Advances with Field Experiments

Keynote Address

October 28–29, 2011

George Loewenstein, Carnegie Mellon University

George Loewenstein chose two popular topics—food and sex—to illustrate potential issues and pitfalls in field experiments in his keynote address on the second day of the Advances with Field Experiments conference.

One such issue is external validity—the extent to which findings can reliably be generalized beyond the specific experiment. “I tell my students that lab experiments offer high internal validity, or ability to reach confident causal conclusions, but low external validity. Observational field studies are the opposite, with low internal and high external validity. The gold standard is field experiments, which are high in both. But in this talk, I’m going to call that assumption into question, to some degree.”

He illustrated that with a study that attempted to understand the causal linkages between health, happiness, and frequency of sexual activity. Although there is a lot of research indicating that sex is a huge determinant of happiness and health, it’s unclear which causes which, or if another factor like love causes all three.

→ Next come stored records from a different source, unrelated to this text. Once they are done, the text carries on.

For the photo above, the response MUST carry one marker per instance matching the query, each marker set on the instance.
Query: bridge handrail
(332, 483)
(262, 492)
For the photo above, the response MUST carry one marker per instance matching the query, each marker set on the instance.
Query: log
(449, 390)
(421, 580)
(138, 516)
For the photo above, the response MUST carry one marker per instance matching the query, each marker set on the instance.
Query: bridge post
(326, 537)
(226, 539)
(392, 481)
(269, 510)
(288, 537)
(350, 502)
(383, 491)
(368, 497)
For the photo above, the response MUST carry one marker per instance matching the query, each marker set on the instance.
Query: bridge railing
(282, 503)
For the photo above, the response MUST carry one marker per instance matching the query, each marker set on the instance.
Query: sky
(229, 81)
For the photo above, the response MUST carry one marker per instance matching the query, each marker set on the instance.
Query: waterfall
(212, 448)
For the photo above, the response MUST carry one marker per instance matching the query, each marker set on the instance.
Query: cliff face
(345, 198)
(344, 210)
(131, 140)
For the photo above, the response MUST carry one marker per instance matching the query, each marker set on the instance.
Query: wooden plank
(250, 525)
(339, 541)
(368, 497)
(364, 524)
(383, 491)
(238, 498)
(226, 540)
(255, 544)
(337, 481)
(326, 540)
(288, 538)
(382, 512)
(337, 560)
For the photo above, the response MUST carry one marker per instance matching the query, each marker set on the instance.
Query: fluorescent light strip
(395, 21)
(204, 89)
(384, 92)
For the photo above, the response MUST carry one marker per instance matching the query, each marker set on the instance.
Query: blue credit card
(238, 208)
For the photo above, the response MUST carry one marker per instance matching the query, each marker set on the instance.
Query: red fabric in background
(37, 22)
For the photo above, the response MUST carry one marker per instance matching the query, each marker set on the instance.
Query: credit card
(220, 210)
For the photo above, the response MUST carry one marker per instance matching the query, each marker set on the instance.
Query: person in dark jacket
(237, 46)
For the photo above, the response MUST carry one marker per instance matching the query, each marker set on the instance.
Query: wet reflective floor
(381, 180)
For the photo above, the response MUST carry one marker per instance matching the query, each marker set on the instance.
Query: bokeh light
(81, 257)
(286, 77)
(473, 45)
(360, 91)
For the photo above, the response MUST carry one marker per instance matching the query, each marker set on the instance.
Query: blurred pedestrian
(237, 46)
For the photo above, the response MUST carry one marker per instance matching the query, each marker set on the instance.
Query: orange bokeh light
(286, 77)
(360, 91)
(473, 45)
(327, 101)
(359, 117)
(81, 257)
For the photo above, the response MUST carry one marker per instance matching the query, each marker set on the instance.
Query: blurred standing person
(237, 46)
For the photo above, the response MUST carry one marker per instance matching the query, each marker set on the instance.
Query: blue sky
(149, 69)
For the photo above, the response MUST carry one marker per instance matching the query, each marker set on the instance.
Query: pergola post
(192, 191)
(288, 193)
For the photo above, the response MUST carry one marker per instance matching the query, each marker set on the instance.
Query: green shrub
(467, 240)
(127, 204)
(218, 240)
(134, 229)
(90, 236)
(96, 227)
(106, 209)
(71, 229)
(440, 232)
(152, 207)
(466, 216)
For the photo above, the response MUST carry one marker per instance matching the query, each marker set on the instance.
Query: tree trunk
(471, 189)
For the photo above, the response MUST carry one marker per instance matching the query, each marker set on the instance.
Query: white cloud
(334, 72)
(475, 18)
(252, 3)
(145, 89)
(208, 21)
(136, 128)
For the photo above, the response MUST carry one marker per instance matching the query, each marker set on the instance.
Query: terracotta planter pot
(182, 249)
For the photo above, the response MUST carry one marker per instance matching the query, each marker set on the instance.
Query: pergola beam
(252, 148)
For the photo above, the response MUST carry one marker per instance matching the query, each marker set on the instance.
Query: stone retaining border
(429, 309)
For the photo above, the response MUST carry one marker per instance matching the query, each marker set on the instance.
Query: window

“The only way to find out is to run an experiment,” Loewenstein said. “We couldn’t figure out how to run a lab experiment, so we came up with a field experiment.” He recruited healthy monogamous couples between the ages of 35 and 65 who would agree to change their sexual frequency. Participants were paid for completing entrance and exit surveys on health status and behaviors, relationship, and many other factors.

The study succeeded in getting people to have more sex, but showed no correlation between sex, health, and happiness. Asked if participant bias was involved, Loewenstein agreed that there were many reasons why study participants might not be like the others. “That gets to my point about external validity,” he said. “Our study had no impact on anything but the independent variable; we just got them to have more sex. We were not able to show a correlation that has been observed repeatedly in general population:”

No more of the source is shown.